Having annoyed Dean about the omission of providing some cyber-ink to Green Bay after the couple of pre-super bowl posts featuring Roethlisberger and Pittsburgh, he was kind enough to give me some cyber-time for my team.
I became a Packer fan in my pre-teens subsequent to reading Instant Replay by right guard and Hall of Famer, Jerry Kramer. As I coached my younger brother’s flag football team a few years later, he may have recognized the style: Lots of calisthenics and the Power-sweep.
As we head into the game with the largest crowd to ever attend a Super Bowl since Super Bowl XIV, I noted the rise in the popularity of the game since the first Super Bowl. Watching the footage in the HBO film, Lombardi, the Coliseum was sparsely populated. It was the Green Bay dynasty that led the charge with nine championships prior to the game with the rich history of small town football, Curly Lambeau and $500.00 for equipment by the Indian Packing Company 48 years prior to Super Bowl I.
As Mike McCarthy enters the game overcoming a time this season where fifteen players were on injured reserve, he can hold his head high in the shadow of Lombardi and Holgren. Aaron Rogers does not need to step out of the shadow of disgraced Brett Favre; he stands in the greatness of Bart Starr’s humble and exceptional career.
I was a big fan of Favre but I enjoy the modest demeanor of Rogers who is leading his team to a Super Bowl the same year Brett embarrassed himself on and off the field. Now that I am sooooo over Brett Who, it’s hard not to take delight in this.

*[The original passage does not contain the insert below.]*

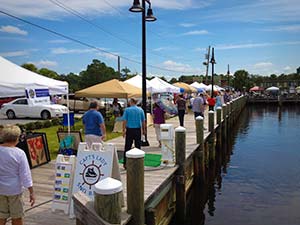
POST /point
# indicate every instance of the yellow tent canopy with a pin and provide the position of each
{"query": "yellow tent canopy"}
(185, 86)
(110, 89)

Even as a fan, I didn’t know the “G” logo created in 1961 by equipment manager George Braisher stands for “greatness” and not Green Bay. How fitting they have returned to the battlefield of the Super Bowl gridiron.
When you think of the Green Bay Packers, think about the beginning of pro football, steadfast and stalwart fans, the Ice Bowl where the referees could not blow their whistles because they stuck to their lips, and a coach battling a league and nation in the 60’s to support a black player’s rights.